Very effective, but not efficient because of the space taken up by the filters.
These units, when buried in the ground, require less space than the pressure sand system but long term durability can be a problem if there are failures at the welds, or other locations due to aggressive corrosion.
Only manufactured by Paddock.
Vacuum filters require 40% less TDH than pressure systems. They can also double as a surge tank.
Paddock recommends backfilling around the filter. Because the filter is stainless steel, corrosion will occur over time (the welds will be the first to fail). To alleviate these maintenance nightmares, CH recommends a concrete tank that would be approximately 3 feet larger than the tank on the four sides and underneath.
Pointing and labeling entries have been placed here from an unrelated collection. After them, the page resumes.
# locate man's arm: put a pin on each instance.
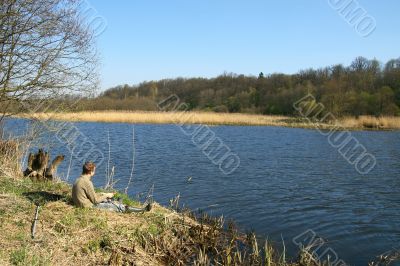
(93, 197)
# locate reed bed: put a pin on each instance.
(166, 118)
(10, 157)
(208, 118)
(371, 122)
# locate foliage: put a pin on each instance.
(363, 88)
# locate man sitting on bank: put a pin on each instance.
(84, 196)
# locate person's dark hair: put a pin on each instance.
(88, 168)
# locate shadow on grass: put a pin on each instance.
(43, 197)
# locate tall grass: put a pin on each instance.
(371, 122)
(209, 118)
(168, 118)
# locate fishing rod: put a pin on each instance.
(34, 223)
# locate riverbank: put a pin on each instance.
(66, 235)
(237, 119)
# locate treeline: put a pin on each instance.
(366, 87)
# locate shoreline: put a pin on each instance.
(216, 119)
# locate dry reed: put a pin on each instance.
(208, 118)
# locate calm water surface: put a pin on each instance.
(289, 181)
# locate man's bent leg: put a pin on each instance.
(110, 206)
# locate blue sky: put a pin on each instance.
(155, 39)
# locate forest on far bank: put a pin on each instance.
(365, 87)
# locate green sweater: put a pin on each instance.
(83, 194)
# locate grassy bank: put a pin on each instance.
(66, 235)
(362, 122)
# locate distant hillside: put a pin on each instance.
(366, 87)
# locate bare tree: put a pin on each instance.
(46, 51)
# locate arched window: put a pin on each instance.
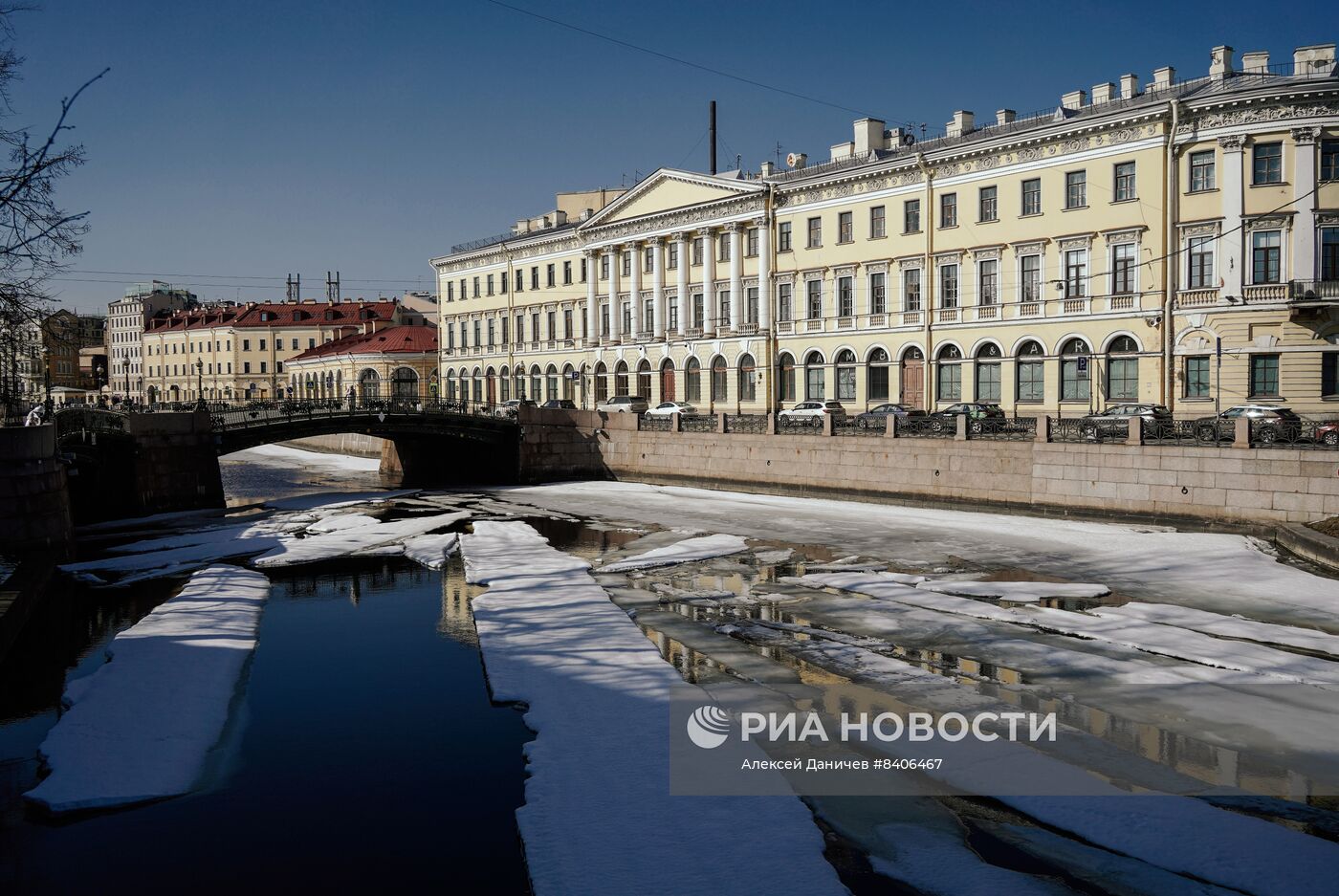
(645, 380)
(405, 384)
(718, 380)
(948, 374)
(816, 378)
(845, 375)
(747, 380)
(1122, 370)
(551, 383)
(786, 377)
(876, 375)
(1075, 374)
(602, 382)
(1031, 373)
(368, 386)
(988, 373)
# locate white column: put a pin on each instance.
(639, 326)
(658, 288)
(592, 299)
(615, 317)
(736, 277)
(763, 274)
(682, 299)
(1232, 209)
(709, 281)
(1305, 223)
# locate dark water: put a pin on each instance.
(364, 753)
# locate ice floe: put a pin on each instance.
(141, 726)
(596, 694)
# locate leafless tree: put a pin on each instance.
(36, 236)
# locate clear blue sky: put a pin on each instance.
(256, 138)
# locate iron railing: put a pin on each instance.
(1003, 428)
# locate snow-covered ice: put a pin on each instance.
(686, 551)
(596, 694)
(141, 726)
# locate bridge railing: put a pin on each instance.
(252, 414)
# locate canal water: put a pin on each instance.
(364, 755)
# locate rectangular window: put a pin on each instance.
(1197, 377)
(911, 290)
(988, 281)
(1075, 273)
(1122, 268)
(1124, 186)
(1202, 171)
(845, 296)
(1265, 252)
(1329, 160)
(911, 216)
(987, 204)
(1267, 164)
(1033, 196)
(948, 210)
(1200, 273)
(1075, 189)
(948, 286)
(1264, 375)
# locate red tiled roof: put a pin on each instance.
(395, 340)
(278, 314)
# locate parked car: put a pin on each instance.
(877, 415)
(974, 411)
(512, 407)
(666, 408)
(625, 404)
(1268, 424)
(1109, 422)
(810, 413)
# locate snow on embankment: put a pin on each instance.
(598, 799)
(143, 726)
(686, 551)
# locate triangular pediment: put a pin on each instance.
(667, 190)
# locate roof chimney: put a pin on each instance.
(963, 123)
(1255, 62)
(1220, 63)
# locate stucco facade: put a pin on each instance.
(1065, 261)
Comparing only the vessels, the vacuum sand filter will cost approximately $10,000 more than a high rate sand filter. However, money is saved because the vacuum sand filter will require less piping, less mechanical room space (if the unit is in the ground), and hair and lint strainers would not be required.
Sand tends to pact. Air purging is required during backwashing to break-up the sand.
The designer has much more flexibility with pressure filters. For vacuum filters NPSH is critical in both clean and dirty filter conditions as opposed to pressure filters where your baseline pressure is whatever head you want to put on the pump. Much closer attention must be paid by the pool operator to vacuum filters. If it is left alone, there is a real possibility of cavitating the pump.